A long-awaited U.N. panel report on the Israeli raid of a Turkish aid ship bound for the Gaza Strip was leaked Thursday by the New York Times. In it, the panel found that Israel used excessive and unreasonable force during its raid of the Mavi Marmara last year, but concluded that the naval blockade of Gaza is legal under international law.
The New York Times posted a copy of the 105-page confidential report on its website ahead of its expected release Friday.
The panel, headed by former New Zealand Prime Minister Geoffrey Palmer and former Colombian President Alvaro Uribe, as well as member from both Turkey and Israel, found that Israeli commandos who boarded the Turkish flagged vessel Mavi Marmara in international waters on May 31, 2010, “without warning or consent” used “substantial force” against the activists on board.
The panel says the action of the Israeli commandos “seems to us to have been too heavy a response too quickly” and “it was an excessive reaction to the situation.” They conclude that “the operation should have been better planned and differently executed.”
The flotilla of six ships carrying 600 pro-Palestinian activists set out to break Israel’s blockade of Hamas-controlled Gaza and deliver medical, educational and construction materials to the Palestinian territory.

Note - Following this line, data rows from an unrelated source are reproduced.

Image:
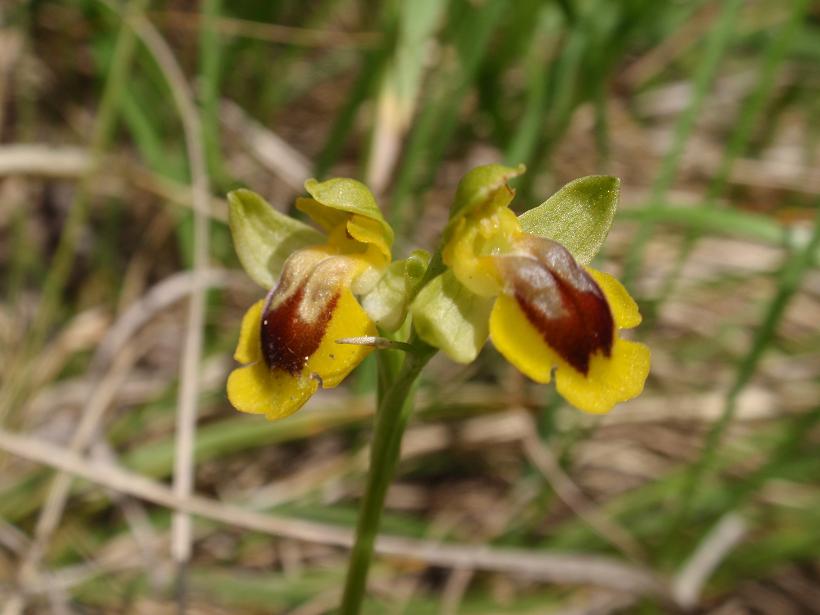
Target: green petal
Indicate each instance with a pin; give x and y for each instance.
(263, 238)
(335, 199)
(386, 304)
(578, 215)
(450, 317)
(482, 185)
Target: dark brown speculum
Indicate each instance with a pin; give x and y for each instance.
(561, 301)
(288, 340)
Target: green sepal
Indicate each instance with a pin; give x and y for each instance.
(482, 185)
(578, 216)
(334, 200)
(263, 237)
(386, 303)
(450, 317)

But the mission turned deadly when Israeli commandos boarded the main ship and nine passengers were killed in the ensuing chaos. The report notes that seven of the dead suffered multiple gunshot wounds.
The Palmer panel found that Israel’s naval blockade of Hamas-controlled Gaza Strip does not violate international law and that its forces had the right to stop the ships in international waters in order to prevent the smuggling of weapons into Gaza.

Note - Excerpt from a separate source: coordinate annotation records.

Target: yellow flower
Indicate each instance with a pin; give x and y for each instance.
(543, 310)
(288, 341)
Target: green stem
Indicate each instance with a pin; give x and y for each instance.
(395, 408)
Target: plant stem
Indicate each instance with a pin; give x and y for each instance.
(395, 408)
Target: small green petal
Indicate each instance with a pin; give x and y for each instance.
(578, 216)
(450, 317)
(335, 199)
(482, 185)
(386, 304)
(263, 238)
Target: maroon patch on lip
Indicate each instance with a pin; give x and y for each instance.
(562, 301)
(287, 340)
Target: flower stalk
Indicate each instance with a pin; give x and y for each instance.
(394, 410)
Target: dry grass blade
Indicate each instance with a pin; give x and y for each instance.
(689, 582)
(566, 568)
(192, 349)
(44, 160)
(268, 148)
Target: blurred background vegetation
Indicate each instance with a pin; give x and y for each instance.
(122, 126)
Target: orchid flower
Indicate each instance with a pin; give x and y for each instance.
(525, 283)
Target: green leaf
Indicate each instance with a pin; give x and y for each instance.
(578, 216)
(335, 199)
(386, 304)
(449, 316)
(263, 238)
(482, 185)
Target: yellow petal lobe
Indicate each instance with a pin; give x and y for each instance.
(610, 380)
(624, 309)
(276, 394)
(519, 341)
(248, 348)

Turkey had argued that the naval blockade was illegal and that Israel had no right to stop the ships in international waters.

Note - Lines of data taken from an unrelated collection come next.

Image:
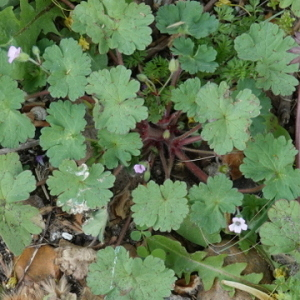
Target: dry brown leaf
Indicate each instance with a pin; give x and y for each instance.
(74, 260)
(41, 267)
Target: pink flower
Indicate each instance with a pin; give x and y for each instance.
(13, 53)
(238, 224)
(139, 168)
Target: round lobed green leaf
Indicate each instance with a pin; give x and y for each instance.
(161, 207)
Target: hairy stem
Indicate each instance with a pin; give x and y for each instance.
(190, 165)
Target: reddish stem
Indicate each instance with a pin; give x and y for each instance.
(297, 133)
(68, 3)
(252, 190)
(188, 133)
(38, 94)
(190, 140)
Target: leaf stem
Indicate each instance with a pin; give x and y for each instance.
(190, 165)
(252, 190)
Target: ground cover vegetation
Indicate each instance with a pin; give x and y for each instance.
(149, 148)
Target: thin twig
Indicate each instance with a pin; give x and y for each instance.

U.N. Deputy Spokesman Eduardo del Buey said he could not comment on a leaked report and added that the Secretary-General has yet to receive or read the document. The Israeli U.N. mission said it had no immediate comment, while a call to the Turkish U.N. mission was not immediately returned.
Relations between Israel and Turkey, once very close, became very strained over the incident, with Ankara recalling its ambassador to Tel Aviv.
The two countries have been negotiating about some type of apology from Israel and over compensation for the victims, but have been unable to agree. The U.N. panel did recommend that Israel should express regret and compensate the victims.